Adaptations of “Pseudolus”, “The Dumb Waiter”, “The Zoo Story” on stage at Tehran theater

May 10, 2022 - 18:36

TEHRAN – Adaptations of ancient Roman playwright Titus Maccius Plautus’ “Pseudolus”, Harold Pinter’s “The Dumb Waiter” and Edward Albee’s “The Zoo Story” are currently on stage at Tehran’s Sepand Theater.

“Pseudolus” is an independent production by a cast of young actors, director Siamak Safari told the Persian service of MNA on Tuesday.

Dating back over two thousand years, the play was written by Roman comedy writer Plautus and is being staged in Iran for the first time, he added.

Safari has made modifications to the original play to stage it in Iran.

“This play has a comic structure, and it has been rewritten in a way to make it appropriate for all people; inappropriate jokes have been removed from the script,” he noted.

“Pseudolus” is one of the earliest examples of Roman literature. The play begins with the shortest prologue of any of the known plays of Plautus, though it is not known whether Plautus wrote this prologue himself or if it was added later. 

It was first shown in 191 BC during the Megalesian Festival, which was a celebration for the Greek Goddess Cybele.
 
The play is about Calidorus, a lovesick and impoverished young man, who faces the loss of his beloved, Phoenicium.

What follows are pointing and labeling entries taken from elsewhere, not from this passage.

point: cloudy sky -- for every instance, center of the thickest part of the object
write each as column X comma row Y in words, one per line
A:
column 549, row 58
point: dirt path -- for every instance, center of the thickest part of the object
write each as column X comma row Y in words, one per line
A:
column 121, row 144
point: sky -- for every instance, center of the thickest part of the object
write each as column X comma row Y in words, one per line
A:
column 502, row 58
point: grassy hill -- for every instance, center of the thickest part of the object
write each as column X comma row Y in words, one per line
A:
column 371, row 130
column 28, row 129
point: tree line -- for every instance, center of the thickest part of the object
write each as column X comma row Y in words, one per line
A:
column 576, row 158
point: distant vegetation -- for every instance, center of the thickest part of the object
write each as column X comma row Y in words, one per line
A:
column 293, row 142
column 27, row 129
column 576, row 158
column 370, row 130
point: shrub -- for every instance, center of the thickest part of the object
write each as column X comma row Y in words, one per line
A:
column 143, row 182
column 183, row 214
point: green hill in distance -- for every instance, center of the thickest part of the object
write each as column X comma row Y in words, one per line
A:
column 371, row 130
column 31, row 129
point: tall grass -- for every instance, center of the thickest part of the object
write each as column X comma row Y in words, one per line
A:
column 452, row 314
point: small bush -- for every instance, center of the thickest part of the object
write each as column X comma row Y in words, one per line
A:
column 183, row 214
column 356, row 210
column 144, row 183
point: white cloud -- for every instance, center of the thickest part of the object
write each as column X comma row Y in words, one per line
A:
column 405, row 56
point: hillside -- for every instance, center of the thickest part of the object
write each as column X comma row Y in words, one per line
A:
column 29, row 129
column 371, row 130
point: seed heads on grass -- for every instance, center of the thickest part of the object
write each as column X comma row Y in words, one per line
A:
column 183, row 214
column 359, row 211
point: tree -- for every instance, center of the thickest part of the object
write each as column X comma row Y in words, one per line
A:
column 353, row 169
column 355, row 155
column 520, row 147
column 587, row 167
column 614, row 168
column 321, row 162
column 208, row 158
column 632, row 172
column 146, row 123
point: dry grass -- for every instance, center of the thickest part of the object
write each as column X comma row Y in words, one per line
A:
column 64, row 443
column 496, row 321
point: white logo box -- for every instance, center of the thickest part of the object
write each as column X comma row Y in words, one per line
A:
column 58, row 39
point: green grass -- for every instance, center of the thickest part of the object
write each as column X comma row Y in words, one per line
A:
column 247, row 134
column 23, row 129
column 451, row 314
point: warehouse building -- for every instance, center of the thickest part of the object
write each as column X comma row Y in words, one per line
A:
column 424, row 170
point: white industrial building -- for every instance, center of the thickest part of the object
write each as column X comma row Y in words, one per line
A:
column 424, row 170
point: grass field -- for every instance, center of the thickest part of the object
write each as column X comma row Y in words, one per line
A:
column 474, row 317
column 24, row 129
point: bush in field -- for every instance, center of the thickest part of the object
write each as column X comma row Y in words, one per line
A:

A cast composed of 20 actors, including Nadia Behdarvand, Ramyar Jenani, Adel Sahebi, Hamed Qanbari and Nazgol Mahani, is performing the play.

In his next production, Safari has merged Pinter’s “The Dumb Waiter” and Albee’s “The Zoo Story” to create “The Floating Ball”.

“The story of the play is set in an atmosphere completely different from what is happen in the two original plays,” said Safari who has co-written the play with Mojtaba Bayat.

Safari, Bayat and Mehdi Rezai are the members of the cast.

“The Zoo Story” explores themes of isolation, loneliness, and miscommunication as anathematization, social disparity and dehumanization in a materialistic world.

“The Dumb Waiter” combines the classic characteristics of early Pinter – a paucity of information and an atmosphere of menace, working-class small-talk in a claustrophobic setting – with an oblique but palpable political edge and, in so doing, can be seen as containing the germ of Pinter’s entire dramatic oeuvre.

Photo: A poster for the play “The Floating Ball” written based on Harold Pinter’s “The Dumb Waiter”, and Edward Albee’s “The Zoo Story”.